Они были совсем близко. Ева тоже увидела их, увидела лицо человека, которого уже не думала встретить когда-либо. Ее глаза широко распахнулись, в немом крике начали приоткрываться нежные губы, она смотрела и смотрела не отрывая глаз – и постепенно понимала смысл увиденного.
Они почти поравнялись.
Теперь в ее глазах, таких спокойных и равнодушных секунду назад, вспыхнул огонь – дикое пламя любви, страсти, ревности такой силы, какую редко увидишь на лице женщины.
«Эрнест! Эрнест здесь, слепой – и его ведет Дороти, и он выглядит таким счастливым рядом с ней! Как посмела Дороти прикоснуться к ее любви! Как посмел он быть счастливым рядом с другой!» – вот какие мысли стремительно мелькали в голове Евы.
Она сделала шаг к ним, словно собираясь заговорить, – но в этот момент взгляд слепых глаз Эрнеста упал на ее лицо. Это смутило Еву. Эрнест смотрел на нее – и не видел. Боже…

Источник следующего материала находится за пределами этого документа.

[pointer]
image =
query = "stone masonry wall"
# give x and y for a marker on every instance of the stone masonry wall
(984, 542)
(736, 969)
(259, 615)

Дороти увидела это движение и, ведомая инстинктом, встала между ними, словно защищая Эрнеста. На секунду их с Евой взгляды скрестились. Обе тяжело дышали. Две женщины стояли лицом к лицу, а беспокойный, напряженный взгляд слепца блуждал по лицам обеих. Эрнест чувствовал, что что-то происходит – но не понимал, что именно…
Это была трагическая, почти ужасная сцена. Страсти, наполнявшие ее, были слишком сильны для слов – так ни одна кисть не может передать на холсте вспышку молнии.

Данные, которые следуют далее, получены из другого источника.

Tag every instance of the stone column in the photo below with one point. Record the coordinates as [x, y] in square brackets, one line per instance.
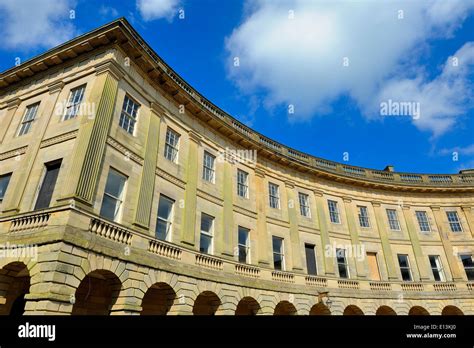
[19, 181]
[293, 220]
[226, 241]
[448, 248]
[387, 250]
[190, 195]
[263, 238]
[147, 182]
[469, 213]
[351, 223]
[12, 107]
[328, 258]
[91, 141]
[415, 242]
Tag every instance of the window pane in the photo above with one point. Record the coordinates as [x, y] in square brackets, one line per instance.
[310, 259]
[406, 276]
[115, 184]
[47, 187]
[242, 254]
[164, 208]
[277, 245]
[206, 223]
[109, 207]
[205, 244]
[243, 235]
[403, 260]
[4, 181]
[112, 199]
[162, 230]
[128, 115]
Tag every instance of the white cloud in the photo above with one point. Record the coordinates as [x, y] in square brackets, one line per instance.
[108, 11]
[30, 23]
[443, 99]
[299, 61]
[156, 9]
[467, 150]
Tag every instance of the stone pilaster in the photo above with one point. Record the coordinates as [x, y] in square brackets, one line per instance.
[12, 107]
[329, 264]
[190, 195]
[294, 234]
[227, 240]
[420, 259]
[387, 250]
[147, 181]
[263, 238]
[19, 181]
[351, 223]
[469, 214]
[91, 140]
[448, 248]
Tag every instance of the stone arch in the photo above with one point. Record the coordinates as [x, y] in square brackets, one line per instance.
[97, 293]
[320, 309]
[206, 303]
[385, 310]
[451, 310]
[418, 310]
[158, 299]
[285, 308]
[353, 310]
[247, 306]
[14, 285]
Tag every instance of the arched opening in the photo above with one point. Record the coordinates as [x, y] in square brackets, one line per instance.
[247, 306]
[97, 293]
[451, 310]
[158, 299]
[417, 310]
[14, 285]
[206, 304]
[319, 309]
[353, 310]
[385, 310]
[285, 308]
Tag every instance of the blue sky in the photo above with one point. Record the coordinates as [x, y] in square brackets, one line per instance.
[310, 74]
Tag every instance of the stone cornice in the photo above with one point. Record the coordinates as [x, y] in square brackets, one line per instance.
[159, 74]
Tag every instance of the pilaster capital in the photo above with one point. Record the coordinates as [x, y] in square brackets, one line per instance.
[194, 136]
[13, 103]
[110, 66]
[157, 109]
[318, 193]
[259, 172]
[56, 87]
[346, 199]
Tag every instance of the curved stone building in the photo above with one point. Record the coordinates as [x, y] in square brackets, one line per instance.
[125, 191]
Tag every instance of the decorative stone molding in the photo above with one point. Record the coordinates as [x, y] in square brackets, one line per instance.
[125, 151]
[194, 137]
[111, 66]
[13, 103]
[56, 87]
[170, 178]
[59, 139]
[12, 153]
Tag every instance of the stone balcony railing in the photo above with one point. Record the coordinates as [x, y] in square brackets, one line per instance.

– Эй, Долл, почему мы остановились? – нетерпеливо спросил Эрнест.
Его голос разрушил чары. Ева отдернула руку, которую уже протянула к Эрнесту, и прижала пальцы к губам, словно запечатывая их. Затем глубокое отчаяние отразилось на ее вспыхнувшем лице, голова медленно опустилась, и Ева торопливо прошла мимо. За ней последовала нянька с ребенком, и Дороти мимоходом заметила, что и у младенца на лобике была та же странная отметина. Вся эта сцена длилась не более сорока секунд.
– Долл! – голос Эрнеста стал напряженным и задрожал. – Кто сейчас прошел мимо нас?
– Дама.
– Я знаю, что дама! Кто… кто это был?
– Я не знаю, какая-то дама с детьми.
Это была ложь, но Дороти не могла сказать ему правду – инстинкт предупреждал ее не делать этого.

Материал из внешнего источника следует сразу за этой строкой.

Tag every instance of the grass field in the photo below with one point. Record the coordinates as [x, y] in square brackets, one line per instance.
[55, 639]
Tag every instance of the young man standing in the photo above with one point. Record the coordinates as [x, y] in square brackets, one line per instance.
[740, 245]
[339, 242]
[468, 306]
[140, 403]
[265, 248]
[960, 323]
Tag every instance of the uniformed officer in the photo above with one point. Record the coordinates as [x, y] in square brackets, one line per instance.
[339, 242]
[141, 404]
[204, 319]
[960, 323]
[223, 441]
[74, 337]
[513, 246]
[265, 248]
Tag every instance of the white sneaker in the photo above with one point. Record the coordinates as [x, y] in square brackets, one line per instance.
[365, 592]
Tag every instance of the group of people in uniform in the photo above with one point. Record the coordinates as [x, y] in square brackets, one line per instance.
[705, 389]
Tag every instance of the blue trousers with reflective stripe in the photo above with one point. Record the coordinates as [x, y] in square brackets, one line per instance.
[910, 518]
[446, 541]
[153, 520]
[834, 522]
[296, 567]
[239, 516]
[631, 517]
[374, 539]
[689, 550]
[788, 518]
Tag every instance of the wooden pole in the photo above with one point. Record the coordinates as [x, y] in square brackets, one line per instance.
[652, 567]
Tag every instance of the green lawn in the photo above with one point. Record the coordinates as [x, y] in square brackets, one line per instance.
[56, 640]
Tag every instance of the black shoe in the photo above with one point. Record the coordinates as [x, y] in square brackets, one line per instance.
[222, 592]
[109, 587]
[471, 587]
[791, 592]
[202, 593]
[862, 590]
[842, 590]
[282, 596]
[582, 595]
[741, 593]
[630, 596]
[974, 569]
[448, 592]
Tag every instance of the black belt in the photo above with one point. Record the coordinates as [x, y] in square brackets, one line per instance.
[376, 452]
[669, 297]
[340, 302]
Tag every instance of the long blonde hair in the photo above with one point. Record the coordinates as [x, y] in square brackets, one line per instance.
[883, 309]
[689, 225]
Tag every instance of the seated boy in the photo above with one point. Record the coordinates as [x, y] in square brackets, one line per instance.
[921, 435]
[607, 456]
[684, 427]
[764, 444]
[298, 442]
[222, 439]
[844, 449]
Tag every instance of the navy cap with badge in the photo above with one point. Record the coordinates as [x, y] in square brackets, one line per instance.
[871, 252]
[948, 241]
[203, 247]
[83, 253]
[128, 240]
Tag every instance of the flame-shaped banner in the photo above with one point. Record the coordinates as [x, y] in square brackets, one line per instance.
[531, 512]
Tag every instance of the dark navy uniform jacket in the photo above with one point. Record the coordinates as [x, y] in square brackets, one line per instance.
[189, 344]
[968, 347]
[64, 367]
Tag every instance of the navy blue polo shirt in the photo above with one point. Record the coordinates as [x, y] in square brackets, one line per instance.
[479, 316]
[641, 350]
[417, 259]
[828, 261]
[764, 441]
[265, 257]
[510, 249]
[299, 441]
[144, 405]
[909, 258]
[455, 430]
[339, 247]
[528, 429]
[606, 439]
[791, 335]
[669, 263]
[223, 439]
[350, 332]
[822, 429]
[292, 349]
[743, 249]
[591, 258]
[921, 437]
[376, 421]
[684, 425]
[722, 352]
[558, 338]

– Так странно… Долл, это ужасно странно, но я почувствовал себя так, словно рядом со мной была… Ева. Пойдем домой!
Облака снова затянули небо, и домой они возвращались в сумраке. Казалось, вместе с солнцем ушла куда-то и вся их разговорчивость. Им нечего было сказать друг другу.
Еву Плоуден вряд ли можно было назвать счастливой женщиной. Чувствительная натура, насильно выданная замуж и любящая другого, вряд ли может когда-нибудь стать счастливой – если только не счастливое стечение обстоятельств или если она не обладает до крайности черствым сердцем. Однако есть разные степени несчастья. Судьба Евы убила бы Дороти и подтолкнула бы Флоренс к самоубийству или безумию. Однако Ева была не такой, как они, она была не настолько сильна, чтобы дойти до таких крайностей. Да, она была несчастна – вот и все, что можно сказать. Поначалу она была в отчаянии, но когда первый всплеск этого отчаяния, подобного шторму, обрушивающемуся на берег в дождливый декабрьский день, миновал – она, будучи разумной женщиной, более или менее примирилась со своим положением. Ее дни теперь чаще всего были пасмурными – но иногда проглядывало и солнышко; пусть ее жизнь нельзя было назвать радостной – но она оказалась вполне сносной.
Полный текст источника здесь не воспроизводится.